Après avoir vécu dix ans au Mexique avec son com­pa­gnon, un pho­to­graphe bobo qui était autre­fois son pro­fes­seur, Paula revient à Paris. Le couple se sépare avec fra­cas et voi­là la jeune femme lar­guée dans une ville immense « qui n’aime pas les gens ». Paula est spon­ta­née à l’extrême, ultra­sen­sible, impré­vi­sible et pas très sociable. Elle n’a jamais vrai­ment tra­vaillé non plus. Ainsi débute une dérive urbaine décli­née en touches sub­tiles, en une série de say­nètes tra­gi­co­miques. Paula déam­bule avec son chat dans sa boîte, au son de jazz six­ties ou de chan­sons néo new wave com­po­sées expres­sé­ment pour le film par Julie Roué. Elle prend le métro, traîne au centre com­mer­cial, crèche chez les uns chez les autres, fait du baby-sitting, vend des petites culottes, emprunte d’autres iden­ti­tés, pro­me­nant par­tout son mal de vivre et sa dif­fi­cul­té à se confor­mer aux codes.

Cinemania est défi­ni­ti­ve­ment un bon endroit pour décou­vrir de nou­veaux réa­li­sa­teurs fran­çais. Après Hubert Charuel et son Petit Paysan, voi­ci donc le pre­mier long-métrage de Léonor Serraille, Jeune femme, lau­réat de la Caméra d’or (la Palme de la pre­mière œuvre) au der­nier Festival de Cannes. Une récom­pense auda­cieuse et tota­le­ment méri­tée. Le film peut d’abord dérou­ter par son côté décou­su, mais il faut le lais­ser res­pi­rer quelque temps pour en rece­voir tous les charmes en plein cœur. Paumée, pas tou­jours très agréable, Paula est une fille en crise, à l’abattage impres­sion­nant. D’entrée de jeu, elle nous offre la des­crip­tion par le menu d’une rup­ture bien dra­ma­tique et bien moche : « J’étais tout pour lui et main­te­nant je ne suis plus rien ». C’est une ter­rible dés­in­tox amou­reuse pour la tren­te­naire qui a tou­jours vécu à tra­vers le regard infan­ti­li­sant de son Pygmalion, en mode « sois belle et tais-toi ». Elle rega­gne­ra sa liber­té et le droit de rêver. Mais si son par­cours est sou­vent cocasse, il est aus­si très angois­sant. Paula évo­lue dans une grande pré­ca­ri­té, dans un Paris réel, gris et plu­vieux, qui n’a rien de la carte pos­tale. Jouant sans cesse sur les rup­tures de tons, Léonor Serraille addi­tionne des situa­tions supra déca­lées, une gale­rie de per­son­nages pit­to­resques, un sens aigu du dia­logue et du cadre.

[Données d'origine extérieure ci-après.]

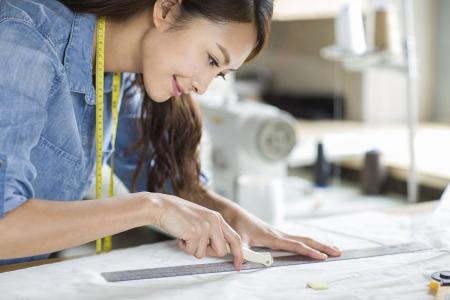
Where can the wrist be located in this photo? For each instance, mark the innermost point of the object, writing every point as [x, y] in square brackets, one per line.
[150, 208]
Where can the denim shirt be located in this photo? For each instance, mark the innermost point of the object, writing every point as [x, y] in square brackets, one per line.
[47, 106]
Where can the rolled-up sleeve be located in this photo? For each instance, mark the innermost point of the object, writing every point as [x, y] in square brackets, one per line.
[27, 75]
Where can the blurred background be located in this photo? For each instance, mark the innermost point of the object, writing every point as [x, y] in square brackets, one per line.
[346, 109]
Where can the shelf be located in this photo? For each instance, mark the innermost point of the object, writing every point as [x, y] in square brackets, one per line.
[290, 10]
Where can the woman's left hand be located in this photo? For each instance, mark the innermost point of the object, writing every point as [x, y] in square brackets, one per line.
[256, 233]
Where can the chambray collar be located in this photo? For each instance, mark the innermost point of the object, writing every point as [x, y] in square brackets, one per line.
[78, 57]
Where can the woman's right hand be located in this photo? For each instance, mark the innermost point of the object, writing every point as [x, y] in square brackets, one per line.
[201, 231]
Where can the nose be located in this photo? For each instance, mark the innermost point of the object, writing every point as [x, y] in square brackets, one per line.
[200, 87]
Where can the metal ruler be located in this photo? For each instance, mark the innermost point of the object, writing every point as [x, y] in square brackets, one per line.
[278, 262]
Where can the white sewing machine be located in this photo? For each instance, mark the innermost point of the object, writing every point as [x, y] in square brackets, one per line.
[247, 138]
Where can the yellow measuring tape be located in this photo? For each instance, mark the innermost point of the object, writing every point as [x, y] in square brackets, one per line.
[99, 94]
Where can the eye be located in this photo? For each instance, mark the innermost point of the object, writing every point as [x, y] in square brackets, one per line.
[214, 63]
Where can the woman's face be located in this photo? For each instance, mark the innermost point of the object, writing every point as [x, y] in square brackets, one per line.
[186, 60]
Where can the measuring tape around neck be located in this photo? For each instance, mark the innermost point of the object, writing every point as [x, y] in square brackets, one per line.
[103, 244]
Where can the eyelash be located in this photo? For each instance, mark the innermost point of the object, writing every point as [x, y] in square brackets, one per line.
[213, 62]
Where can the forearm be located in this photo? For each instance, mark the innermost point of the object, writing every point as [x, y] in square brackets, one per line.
[43, 226]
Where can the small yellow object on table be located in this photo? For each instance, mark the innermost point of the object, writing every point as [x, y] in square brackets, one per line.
[440, 285]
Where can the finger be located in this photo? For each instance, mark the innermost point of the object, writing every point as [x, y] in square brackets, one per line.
[202, 244]
[297, 247]
[182, 244]
[218, 243]
[234, 240]
[191, 246]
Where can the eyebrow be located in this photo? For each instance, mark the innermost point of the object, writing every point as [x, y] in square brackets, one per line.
[225, 53]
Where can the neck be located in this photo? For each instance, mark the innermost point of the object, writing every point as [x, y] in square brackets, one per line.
[123, 43]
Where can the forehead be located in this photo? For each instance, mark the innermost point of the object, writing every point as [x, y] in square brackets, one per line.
[238, 39]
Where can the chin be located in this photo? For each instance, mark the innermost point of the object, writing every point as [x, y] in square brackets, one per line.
[158, 97]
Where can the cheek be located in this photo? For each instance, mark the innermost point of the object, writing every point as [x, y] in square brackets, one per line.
[190, 63]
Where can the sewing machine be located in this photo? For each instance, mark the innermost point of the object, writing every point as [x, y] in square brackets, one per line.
[247, 138]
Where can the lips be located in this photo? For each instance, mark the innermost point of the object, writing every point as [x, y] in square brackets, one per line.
[177, 90]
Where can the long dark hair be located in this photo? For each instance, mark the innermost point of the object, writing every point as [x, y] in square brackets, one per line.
[171, 131]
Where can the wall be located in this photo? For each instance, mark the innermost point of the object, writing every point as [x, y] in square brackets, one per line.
[442, 109]
[293, 55]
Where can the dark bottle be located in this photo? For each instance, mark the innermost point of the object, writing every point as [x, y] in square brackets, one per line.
[322, 168]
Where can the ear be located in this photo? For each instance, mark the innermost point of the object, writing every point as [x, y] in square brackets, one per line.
[165, 12]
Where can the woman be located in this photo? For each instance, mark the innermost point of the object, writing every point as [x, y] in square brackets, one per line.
[47, 123]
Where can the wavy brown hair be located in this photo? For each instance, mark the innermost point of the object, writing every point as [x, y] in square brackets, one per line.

Mais sans vou­loir aucu­ne­ment dimi­nuer le talent de la réa­li­sa­trice, Jeune femme, c’est d’abord et avant tout son inter­prète prin­ci­pale, Laetitia Dosch. Un phé­no­mène. Cette actrice et met­teure en scène franco-suisse a l’habitude du stand-up excen­trique. Elle est ici pré­sente dans chaque plan, avec ses incroyables yeux vai­rons et son visage de trans­for­miste qui peut être à la fois exté­nué et lumi­neux. Complètement à fleur de peau, elle livre une com­po­si­tion pré­cieuse sur le fil du rasoir entre le rire et les larmes. Un por­trait à la fois per­son­nel et géné­ra­tion­nel, qui nous emporte dans un grand élan d’énergie et d’émotion. Jeune femme a un ton très sin­gu­lier et une vraie fraî­cheur rare.

Jeune femme sera pro­je­té demain le jeu­di 9 novembre à 19h au Cinéma du Parc dans le cadre de Cinemania.